DISTINGUISHING NATURAL AND SPIRITUAL SONS.

Theodoret of Cyr (c. 393–c. 458) verse 4

Natural generation does not operate by the assent of the one who is born, whereas the birth that comes from faith requires such assent. Although the one who preaches may sincerely believe, he who hears, unless he takes to himself what he learns with faith, cannot be called the son of the preacher.
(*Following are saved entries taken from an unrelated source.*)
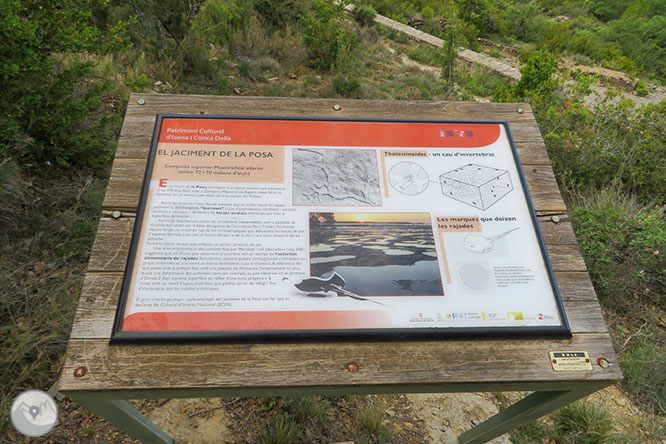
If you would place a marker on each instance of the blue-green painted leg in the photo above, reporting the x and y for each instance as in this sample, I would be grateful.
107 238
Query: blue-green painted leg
120 413
531 407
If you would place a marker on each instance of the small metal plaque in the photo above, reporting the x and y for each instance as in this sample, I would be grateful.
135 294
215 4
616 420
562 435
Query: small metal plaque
570 361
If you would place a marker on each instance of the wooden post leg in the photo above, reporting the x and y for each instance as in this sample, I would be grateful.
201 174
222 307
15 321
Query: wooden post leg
120 413
531 407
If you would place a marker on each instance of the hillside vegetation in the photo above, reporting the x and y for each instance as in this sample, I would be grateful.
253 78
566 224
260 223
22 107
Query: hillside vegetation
67 67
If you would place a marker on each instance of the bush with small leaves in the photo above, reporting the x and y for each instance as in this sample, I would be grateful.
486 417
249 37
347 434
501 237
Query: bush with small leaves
365 15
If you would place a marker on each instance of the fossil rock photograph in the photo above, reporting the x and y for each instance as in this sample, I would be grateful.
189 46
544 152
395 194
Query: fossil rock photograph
336 177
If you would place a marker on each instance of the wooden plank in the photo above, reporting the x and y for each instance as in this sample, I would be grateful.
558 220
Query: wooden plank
113 238
127 176
99 298
136 133
384 367
320 364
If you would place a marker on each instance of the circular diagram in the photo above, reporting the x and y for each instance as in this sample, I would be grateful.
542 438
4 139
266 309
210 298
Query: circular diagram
408 178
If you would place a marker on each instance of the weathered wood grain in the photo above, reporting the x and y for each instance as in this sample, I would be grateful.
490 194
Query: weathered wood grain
127 176
99 298
384 367
426 363
136 134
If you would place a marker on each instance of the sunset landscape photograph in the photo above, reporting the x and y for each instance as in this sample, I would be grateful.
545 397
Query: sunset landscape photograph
378 254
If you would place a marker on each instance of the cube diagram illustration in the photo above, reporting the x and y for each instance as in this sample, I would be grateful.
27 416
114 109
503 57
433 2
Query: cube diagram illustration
476 185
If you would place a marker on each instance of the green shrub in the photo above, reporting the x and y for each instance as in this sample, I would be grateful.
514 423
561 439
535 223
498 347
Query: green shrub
623 245
278 14
347 85
51 110
610 144
280 431
642 89
537 81
365 15
426 54
324 36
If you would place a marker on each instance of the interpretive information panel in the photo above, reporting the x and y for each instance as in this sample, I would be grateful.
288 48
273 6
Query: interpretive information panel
278 227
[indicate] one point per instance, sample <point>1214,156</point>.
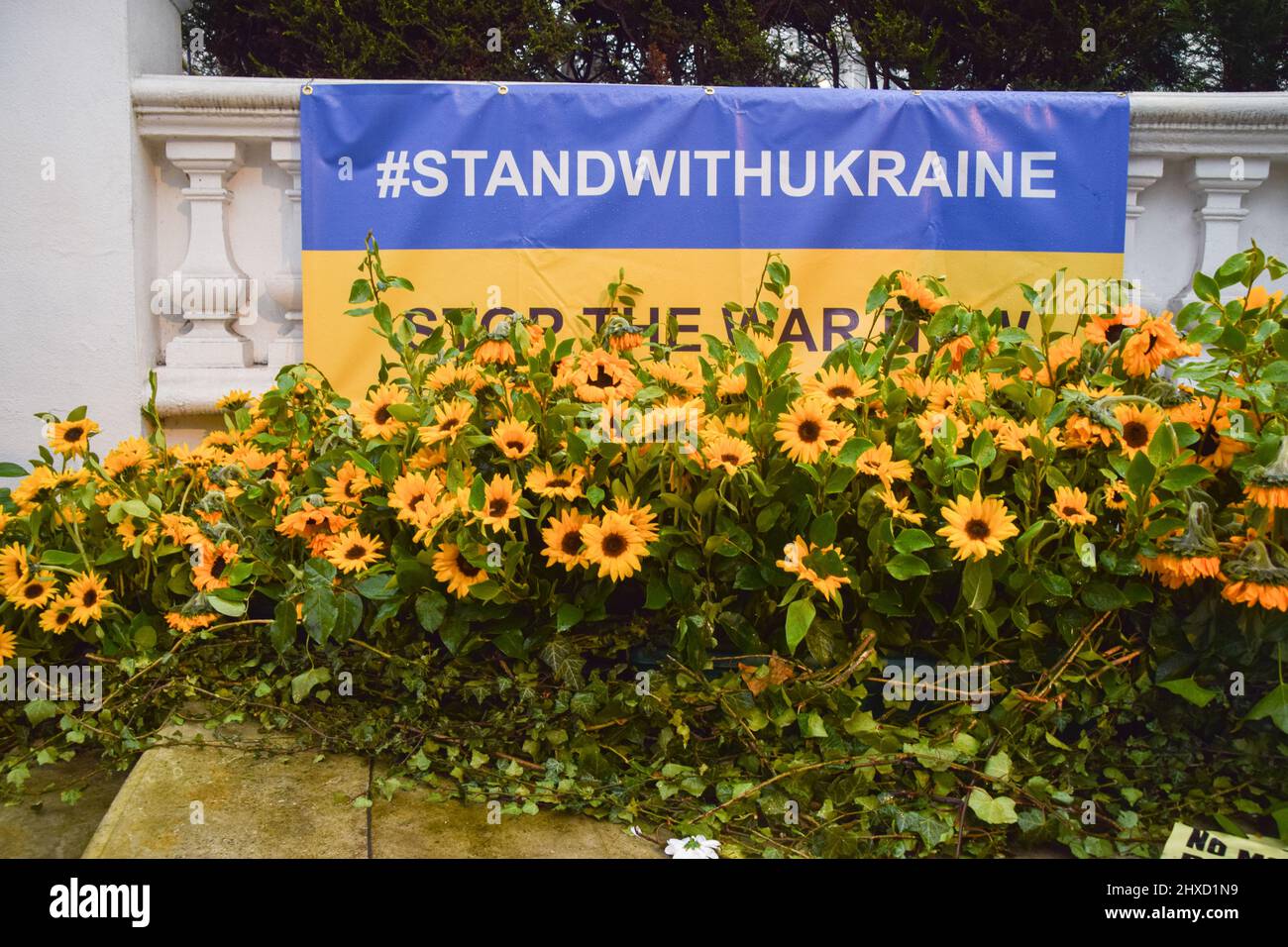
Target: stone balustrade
<point>1207,172</point>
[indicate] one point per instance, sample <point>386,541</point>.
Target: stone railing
<point>1207,172</point>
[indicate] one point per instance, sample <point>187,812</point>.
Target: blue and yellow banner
<point>531,197</point>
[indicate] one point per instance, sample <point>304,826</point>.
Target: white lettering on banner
<point>652,172</point>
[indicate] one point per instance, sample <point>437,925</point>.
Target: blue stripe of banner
<point>1067,178</point>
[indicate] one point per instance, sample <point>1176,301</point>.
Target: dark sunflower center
<point>601,379</point>
<point>1136,434</point>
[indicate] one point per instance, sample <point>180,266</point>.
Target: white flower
<point>694,847</point>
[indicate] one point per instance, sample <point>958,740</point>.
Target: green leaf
<point>912,540</point>
<point>568,616</point>
<point>977,585</point>
<point>430,608</point>
<point>906,566</point>
<point>995,812</point>
<point>303,684</point>
<point>1273,705</point>
<point>800,616</point>
<point>1103,596</point>
<point>1189,689</point>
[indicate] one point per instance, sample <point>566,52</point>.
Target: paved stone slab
<point>42,825</point>
<point>253,805</point>
<point>413,825</point>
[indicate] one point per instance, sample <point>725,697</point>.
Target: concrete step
<point>257,797</point>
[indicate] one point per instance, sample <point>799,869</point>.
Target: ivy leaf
<point>303,684</point>
<point>1273,705</point>
<point>800,616</point>
<point>995,812</point>
<point>906,566</point>
<point>1190,689</point>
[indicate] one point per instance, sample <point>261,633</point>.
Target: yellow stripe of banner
<point>831,289</point>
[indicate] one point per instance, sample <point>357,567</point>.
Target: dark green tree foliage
<point>912,44</point>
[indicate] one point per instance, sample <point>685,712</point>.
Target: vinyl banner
<point>532,197</point>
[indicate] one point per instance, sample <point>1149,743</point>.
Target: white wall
<point>76,252</point>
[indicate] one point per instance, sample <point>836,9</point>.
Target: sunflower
<point>514,438</point>
<point>415,497</point>
<point>375,418</point>
<point>913,291</point>
<point>58,617</point>
<point>730,384</point>
<point>838,386</point>
<point>450,419</point>
<point>1138,425</point>
<point>1248,592</point>
<point>932,424</point>
<point>1117,493</point>
<point>130,457</point>
<point>795,556</point>
<point>1107,330</point>
<point>614,544</point>
<point>977,526</point>
<point>213,562</point>
<point>456,571</point>
<point>879,462</point>
<point>675,375</point>
<point>34,591</point>
<point>728,454</point>
<point>13,566</point>
<point>348,486</point>
<point>86,594</point>
<point>353,552</point>
<point>804,429</point>
<point>178,621</point>
<point>72,437</point>
<point>1064,352</point>
<point>456,376</point>
<point>640,514</point>
<point>601,376</point>
<point>500,502</point>
<point>1070,505</point>
<point>550,484</point>
<point>563,540</point>
<point>494,352</point>
<point>1153,343</point>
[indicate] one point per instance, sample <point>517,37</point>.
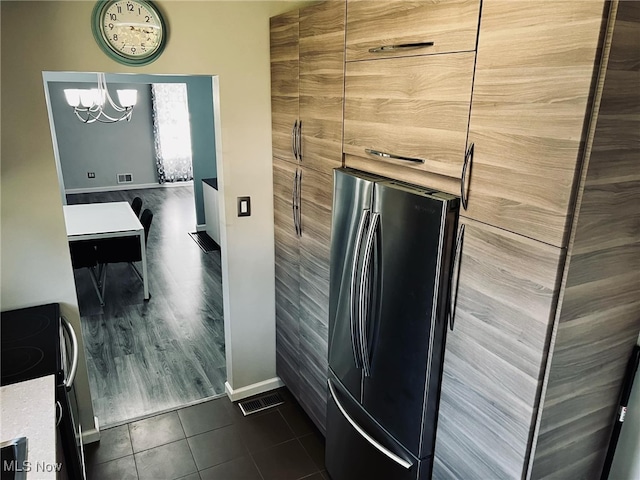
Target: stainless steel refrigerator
<point>391,253</point>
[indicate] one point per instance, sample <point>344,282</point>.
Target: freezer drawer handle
<point>455,277</point>
<point>400,461</point>
<point>402,46</point>
<point>355,321</point>
<point>68,382</point>
<point>392,156</point>
<point>363,302</point>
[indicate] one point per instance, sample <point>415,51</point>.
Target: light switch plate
<point>244,206</point>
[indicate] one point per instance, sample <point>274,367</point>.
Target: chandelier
<point>89,103</point>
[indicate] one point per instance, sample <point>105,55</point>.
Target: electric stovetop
<point>30,343</point>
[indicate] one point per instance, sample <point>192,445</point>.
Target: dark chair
<point>136,206</point>
<point>85,255</point>
<point>124,249</point>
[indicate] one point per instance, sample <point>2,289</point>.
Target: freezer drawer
<point>356,447</point>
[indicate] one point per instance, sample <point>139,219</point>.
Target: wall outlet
<point>244,206</point>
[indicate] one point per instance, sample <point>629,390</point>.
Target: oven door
<point>69,429</point>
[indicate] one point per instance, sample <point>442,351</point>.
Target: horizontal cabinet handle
<point>392,156</point>
<point>403,46</point>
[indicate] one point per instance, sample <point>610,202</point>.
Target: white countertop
<point>27,409</point>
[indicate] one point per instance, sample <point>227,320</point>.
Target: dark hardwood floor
<point>146,357</point>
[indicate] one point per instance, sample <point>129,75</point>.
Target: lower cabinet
<point>495,356</point>
<point>302,206</point>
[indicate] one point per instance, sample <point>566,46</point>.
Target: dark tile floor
<point>212,441</point>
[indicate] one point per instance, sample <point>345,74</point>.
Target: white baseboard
<point>92,435</point>
<point>254,389</point>
<point>139,186</point>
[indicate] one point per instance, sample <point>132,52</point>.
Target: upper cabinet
<point>409,114</point>
<point>400,28</point>
<point>530,111</point>
<point>284,85</point>
<point>307,84</point>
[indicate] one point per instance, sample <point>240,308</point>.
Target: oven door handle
<point>68,382</point>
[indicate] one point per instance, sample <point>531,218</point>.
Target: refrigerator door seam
<point>400,461</point>
<point>354,290</point>
<point>363,302</point>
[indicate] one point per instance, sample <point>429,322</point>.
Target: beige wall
<point>227,39</point>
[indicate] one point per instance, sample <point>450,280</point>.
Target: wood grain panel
<point>599,317</point>
<point>494,360</point>
<point>532,89</point>
<point>317,202</point>
<point>287,276</point>
<point>322,84</point>
<point>284,82</point>
<point>414,107</point>
<point>451,25</point>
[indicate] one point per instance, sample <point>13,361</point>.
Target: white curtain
<point>172,132</point>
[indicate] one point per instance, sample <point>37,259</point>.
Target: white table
<point>90,221</point>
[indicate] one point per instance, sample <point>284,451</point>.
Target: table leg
<point>145,277</point>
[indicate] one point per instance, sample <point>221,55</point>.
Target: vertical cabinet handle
<point>466,170</point>
<point>353,293</point>
<point>300,140</point>
<point>455,277</point>
<point>364,300</point>
<point>294,141</point>
<point>299,202</point>
<point>294,201</point>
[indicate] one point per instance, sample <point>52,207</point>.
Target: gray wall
<point>127,147</point>
<point>105,149</point>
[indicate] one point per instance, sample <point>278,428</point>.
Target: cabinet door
<point>415,108</point>
<point>531,92</point>
<point>495,356</point>
<point>399,28</point>
<point>317,200</point>
<point>284,83</point>
<point>287,276</point>
<point>322,84</point>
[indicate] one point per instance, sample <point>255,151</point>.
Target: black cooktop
<point>30,343</point>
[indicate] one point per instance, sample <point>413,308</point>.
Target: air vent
<point>125,178</point>
<point>261,403</point>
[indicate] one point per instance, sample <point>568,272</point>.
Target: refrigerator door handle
<point>363,300</point>
<point>354,311</point>
<point>399,460</point>
<point>455,277</point>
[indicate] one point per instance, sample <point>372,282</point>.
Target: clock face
<point>131,31</point>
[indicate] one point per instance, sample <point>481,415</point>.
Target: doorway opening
<point>146,357</point>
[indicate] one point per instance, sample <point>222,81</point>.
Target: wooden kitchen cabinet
<point>306,148</point>
<point>495,357</point>
<point>302,282</point>
<point>534,366</point>
<point>400,28</point>
<point>409,114</point>
<point>287,262</point>
<point>307,85</point>
<point>284,31</point>
<point>532,95</point>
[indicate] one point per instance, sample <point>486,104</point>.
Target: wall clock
<point>131,32</point>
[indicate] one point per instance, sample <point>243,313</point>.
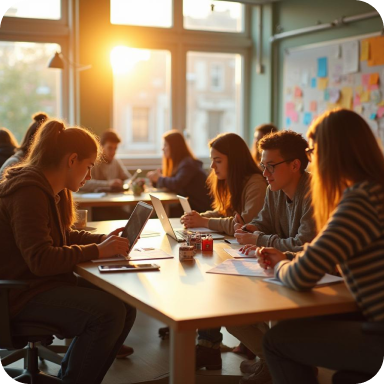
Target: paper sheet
<point>241,268</point>
<point>325,280</point>
<point>139,254</point>
<point>238,255</point>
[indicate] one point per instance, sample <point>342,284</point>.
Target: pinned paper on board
<point>322,67</point>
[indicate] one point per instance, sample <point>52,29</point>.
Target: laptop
<point>179,234</point>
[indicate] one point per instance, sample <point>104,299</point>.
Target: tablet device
<point>184,203</point>
<point>136,223</point>
<point>128,268</point>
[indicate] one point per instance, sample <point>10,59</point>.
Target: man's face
<point>109,150</point>
<point>282,174</point>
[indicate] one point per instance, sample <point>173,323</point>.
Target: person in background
<point>260,132</point>
<point>348,198</point>
<point>182,173</point>
<point>40,247</point>
<point>8,144</point>
<point>235,183</point>
<point>285,222</point>
<point>22,151</point>
<point>238,189</point>
<point>110,173</point>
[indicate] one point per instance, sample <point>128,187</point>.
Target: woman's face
<point>166,150</point>
<point>219,163</point>
<point>80,172</point>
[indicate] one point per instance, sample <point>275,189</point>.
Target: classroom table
<point>184,297</point>
<point>84,201</point>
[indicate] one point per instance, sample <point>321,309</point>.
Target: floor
<point>151,360</point>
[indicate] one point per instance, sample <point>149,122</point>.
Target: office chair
<point>15,335</point>
<point>351,377</point>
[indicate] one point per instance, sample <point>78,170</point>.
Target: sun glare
<point>124,59</point>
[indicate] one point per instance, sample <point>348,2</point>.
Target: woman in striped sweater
<point>348,199</point>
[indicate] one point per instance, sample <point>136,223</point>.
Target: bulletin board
<point>346,73</point>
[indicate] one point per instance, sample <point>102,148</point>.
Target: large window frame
<point>61,32</point>
<point>179,42</point>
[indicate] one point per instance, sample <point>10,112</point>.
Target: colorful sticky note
<point>322,67</point>
<point>374,78</point>
<point>313,106</point>
<point>365,79</point>
<point>307,118</point>
<point>364,50</point>
<point>322,83</point>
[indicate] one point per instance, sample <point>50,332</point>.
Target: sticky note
<point>322,67</point>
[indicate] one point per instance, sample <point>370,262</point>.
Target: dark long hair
<point>179,150</point>
<point>226,194</point>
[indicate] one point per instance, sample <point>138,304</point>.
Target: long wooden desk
<point>185,297</point>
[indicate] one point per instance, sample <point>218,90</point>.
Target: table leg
<point>182,359</point>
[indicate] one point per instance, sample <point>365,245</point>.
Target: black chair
<point>16,335</point>
<point>351,377</point>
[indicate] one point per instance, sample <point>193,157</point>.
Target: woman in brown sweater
<point>39,246</point>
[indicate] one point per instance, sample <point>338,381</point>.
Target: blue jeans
<point>97,321</point>
<point>292,348</point>
<point>210,337</point>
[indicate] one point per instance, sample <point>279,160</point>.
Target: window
<point>142,99</point>
<point>217,108</point>
<point>38,9</point>
<point>150,13</point>
<point>27,85</point>
<point>220,16</point>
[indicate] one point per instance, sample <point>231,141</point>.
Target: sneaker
<point>262,376</point>
<point>124,351</point>
<point>208,358</point>
<point>250,366</point>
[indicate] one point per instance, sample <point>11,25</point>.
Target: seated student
<point>22,151</point>
<point>110,173</point>
<point>182,172</point>
<point>260,132</point>
<point>236,185</point>
<point>8,144</point>
<point>40,247</point>
<point>286,221</point>
<point>348,198</point>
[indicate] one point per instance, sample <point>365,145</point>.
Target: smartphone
<point>129,268</point>
<point>184,203</point>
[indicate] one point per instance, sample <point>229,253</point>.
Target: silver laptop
<point>179,234</point>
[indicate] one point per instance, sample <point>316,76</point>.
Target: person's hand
<point>115,183</point>
<point>248,249</point>
<point>193,219</point>
<point>244,237</point>
<point>113,245</point>
<point>268,257</point>
<point>153,176</point>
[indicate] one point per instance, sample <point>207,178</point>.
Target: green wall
<point>291,15</point>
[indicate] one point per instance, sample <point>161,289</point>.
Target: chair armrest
<point>374,328</point>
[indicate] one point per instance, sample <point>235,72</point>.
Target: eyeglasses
<point>271,167</point>
<point>309,153</point>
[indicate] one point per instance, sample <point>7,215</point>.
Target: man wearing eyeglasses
<point>285,223</point>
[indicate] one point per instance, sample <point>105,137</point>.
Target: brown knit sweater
<point>33,245</point>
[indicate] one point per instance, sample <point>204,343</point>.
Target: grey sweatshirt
<point>284,224</point>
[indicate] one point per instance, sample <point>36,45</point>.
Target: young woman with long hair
<point>236,185</point>
<point>348,199</point>
<point>39,246</point>
<point>182,173</point>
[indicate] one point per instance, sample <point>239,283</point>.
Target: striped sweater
<point>353,238</point>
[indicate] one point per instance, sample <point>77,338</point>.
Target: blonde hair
<point>179,150</point>
<point>50,144</point>
<point>346,152</point>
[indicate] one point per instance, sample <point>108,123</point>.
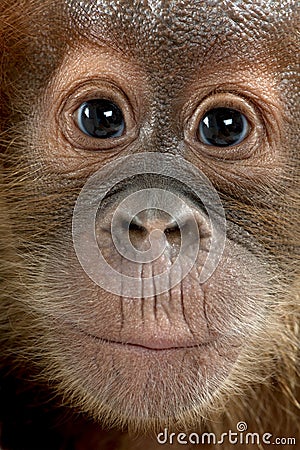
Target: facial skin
<point>201,356</point>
Interpretation of the Letter to Titus

Titus 1:5-9 26 entries

INSTALLATION OF PRESBYTERS

BRINGING ONE CHURCH INTO GOOD ORDER.

St. John Chrysostom (c. 347–407) verse 5

Here he is speaking of episkopoi [bishops]. . . . He did not wish the whole island to be entrusted to one elder, but that each one should have his own charge and care, for thus he would have less labor himself, and those under his rule would receive greater attention. The teacher would not then be required to hold the presidency of many churches but was left to be occupied with one only, and to bring that into order.

Homilies on Titus 2

ORDINATION TO TEACH.

Theodore of Mopsuestia (c. 350–428) verse 5

Paul emphasizes that correct teaching must accompany these ordinations. He mentions only presbyters, since theirs is the most general office.

Commentary on Titus

HOW CHURCH GOVERNANCE CHANGED.

St. Jerome (c. 347–420) verse 5

Paul is speaking here to bishops who have the power of placing presbyters in the individual towns, so that they would hear clearly by what kind of rule correct church order should be maintained. . . . Originally the churches were governed by a common council of the presbyters. But after one of their number began to think that those whom he had baptized were his and not Christ’s, it was universally decreed that one of the presbyters should be elected to preside over the others, to whom the care of the whole church should pertain, that the seeds of schism might be alleviated.

Commentary on Titus

PRESBYTER AND BISHOP WERE THE SAME.

St. Jerome (c. 347–420) verse 5

And lest any should in a spirit of contention argue that there must then have been more bishops than one in a single church, there is the following passage which clearly proves a bishop and a presbyter to be the same. Writing to Titus the apostle says: For this cause I left you in Crete, that you should set in order the things that are wanting, and appoint presbyters in every city, as I had instructed you: if any be blameless, the husband of one wife, having believing children not accused of wantonness or unruly. For a bishop must be blameless as the steward of God. . . . When subsequently one was chosen to preside over the rest, this was done to remedy schism and to prevent each individual from rending the church of Christ by drawing it to himself.

Letters 146.1

FREEDOM FROM CRIME.

St. Augustine of Hippo (354–430) verse

The first freedom, then, is to be without crimes. And so when the apostle Paul chose either priests or deacons to be ordained, and when anyone is to be ordained to take charge of a church, he does not say, If anyone is without sin. For if he were to say this, every person would be rejected, no one would be ordained. But he says, if anyone is without crime,[1] such as homicide, adultery and uncleanness of fornication, theft, fraud, sacrilege, and other things of this sort.

Tractates on John 41.10.1

BLAMELESS COMPREHENDS ALL VIRTUES.

St. Jerome (c. 347–420) verse

A bishop then must be blameless. The same thing that he says to Titus, if any be blameless. All the virtues are comprehended in this one word; thus he seems to require an im-possible perfection. For if every sin, every idle word, is deserving of blame, who is there in this world that is sinless and blameless? Still he who is chosen to be shepherd of the church must be one compared with whom other men are rightly regarded as but a flock of sheep.

Letters 69.8

MONOGAMY THE RULE.

Tertullian (c. 155–c. 240) verse

Should we not rather recognize, from among the store of primitive scriptural precedents, those that correspond with the gospel order of things respecting discipline? By this means we convey to the new community the typical requirements of antiquity. In the old law I find the pruning knife applied to the license of repeated marriage. . . . Among us the prescript is more fully and more carefully laid down, that they who are chosen into the sacerdotal order must be men of one marriage. This rule is so rigidly observed that I remember some removed from their office for bigamy.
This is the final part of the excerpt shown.